Drug-related offenses account for a majority of executions in the Islamic Republic, and lawmakers in a more liberal parliament installed in August are taking a first step toward reform.

Illustration: Two teenagers are set to be publicly hanged, Mashhad, Iran, July 19, 2005.
AP

Lawmakers in Iran's newly installed parliament are drawing up legislation to abolish the death penalty for drug smugglers, which account for a majority of the country's executions, The New York Times said.

In Tuesday's report, the newspaper counted Iran as second in the world behind China in executions. 

It said the Iranian government doesn't publish any statistics on executions but local media say 950 people were hanged last year, though human rights groups say that total is 1,500.

The legislation apparently faces an uphill battle, with Iran's hardliners rejecting the proposal. Sadegh Larijani, head of Iran's judiciary, is quoted as calling any criticism of capital punishment "inappropriate."

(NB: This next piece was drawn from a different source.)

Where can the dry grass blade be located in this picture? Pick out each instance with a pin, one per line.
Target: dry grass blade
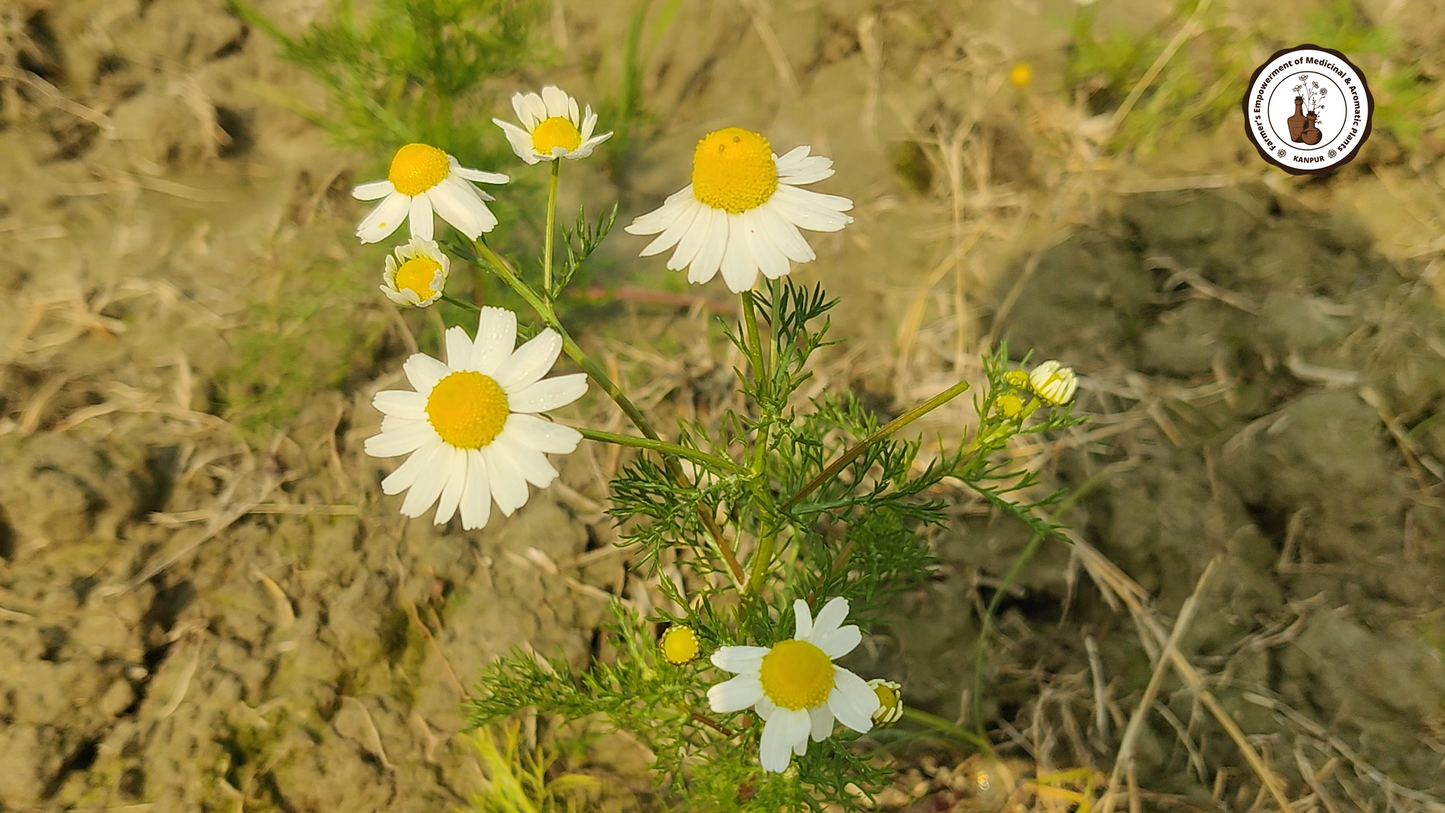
(1126, 748)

“If the judiciary had not taken a tough stance, the situation would have been very bad, and drugs would have been available even at traditional medicine stores,” Larijani told the Iranian news agency Fars last week.

Yahya Kamalpour, a reformist lawmaker, arguing in favor of the bill expected to be introduced to Parliament, is quoted to have told the ISNA news agency:

"We want to eliminate the death penalty for those criminals who act out of desperation. We need a scientific not an emotional approach to this problem."